But then the war; Haase, who considered it impermissible for a Social-Democrat to vote credits for the state expenditure of the Baden backwater comes out with a justification for that state ‘task’ wherein all the horrors and disgraces of the capitalist system find their most horrifying and disgraceful expression. Haase could go no further and crossed over to the ranks of the wavering and characterless semi-opposition of the left-centre. Ebert, the official defender of the party resolution forbidding the crediting of the capitalist state, takes over from him. But Ebert too was evidently not at home under the weight of this assignment. He was pushed aside and on to the tribune of the Reichstag ascended a small skinny fellow with the manners of a provincial diplomat, Eduard David. This one at last is in his place. He does not simply carry out his errand, he is not just the submissive slave of circumstances; he feels himself summoned at last to the fulfilment of his historic mission: this is his climax, he fetes his supreme victory over the ideas of Marxism and revolution, he solemnizes the rite ...
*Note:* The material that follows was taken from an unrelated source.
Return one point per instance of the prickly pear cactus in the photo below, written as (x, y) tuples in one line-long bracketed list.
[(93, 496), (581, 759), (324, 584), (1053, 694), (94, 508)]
A certain equilibrium is established between people and ideas. The one who speaks on behalf of the present-day German party is the one whom it most fits. But it is sufficient just to imagine for one minute with a primitive freshness of perception the fact that the reformist David hands over to Hohenzollern and Bethmann, on behalf of the German proletariat, milliards and its support for their bloody international task, to gauge the terrifying depth of the collapse of German Social-Democracy.
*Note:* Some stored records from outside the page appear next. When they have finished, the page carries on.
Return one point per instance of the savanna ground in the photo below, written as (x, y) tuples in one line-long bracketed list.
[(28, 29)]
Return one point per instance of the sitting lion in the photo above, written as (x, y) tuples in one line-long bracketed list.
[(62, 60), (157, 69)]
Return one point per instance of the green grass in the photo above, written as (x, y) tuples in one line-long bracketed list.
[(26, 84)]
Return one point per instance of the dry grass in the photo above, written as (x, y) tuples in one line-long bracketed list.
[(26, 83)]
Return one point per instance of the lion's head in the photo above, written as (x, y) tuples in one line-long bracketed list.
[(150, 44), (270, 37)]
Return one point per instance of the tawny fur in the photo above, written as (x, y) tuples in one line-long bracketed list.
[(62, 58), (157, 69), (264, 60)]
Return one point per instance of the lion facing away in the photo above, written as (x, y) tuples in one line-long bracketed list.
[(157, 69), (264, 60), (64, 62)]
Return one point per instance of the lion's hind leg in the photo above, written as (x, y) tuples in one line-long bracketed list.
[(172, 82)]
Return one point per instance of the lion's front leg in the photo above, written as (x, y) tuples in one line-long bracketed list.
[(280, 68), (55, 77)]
Yes, Eduard David is at last in his place: he heads a politically and morally decapitated party. But in vain! The antagonists of David have not yet found their places, Liebknecht, alone as before, raised his voice of protest-he was answered by guffaws stemming from the depths of the patriotic and perhaps too, the social-patriotic riff-raff. A score and a half opposition deputies did not dare to break ‘discipline’ in relation to today’s great leader of the German proletariat Eduard David: their heads thrust down into their coats they hide away in the Reichstag lobbies where the banner of Social-Democracy is draped in shame.
But in reality for us revolutionary internationalists there are no grounds for hanging our heads. The political triumph of David is our ideological victory, for the symbolic sequence of the leaders of German Social-Democracy on to the platform of the Reichstag gives a personalized, physical expression to the idea that the principles of an independent class policy of the proletariat is incompatible with the principles of social-nationalism. In the silence of the left wing there lies not only a lack of character but also shame on the party.
The logic of events perhaps works out slower than we would wish but it takes its course. At present Liebknecht’s voice is drowned by the triumphant hoots of ‘national unity’ but in this hooting an attentive ear cannot help discernng an alarm-signal for tomorrow when history will start to settle its accounts. The one whose turn will come last will in the final analysis laugh the loudest.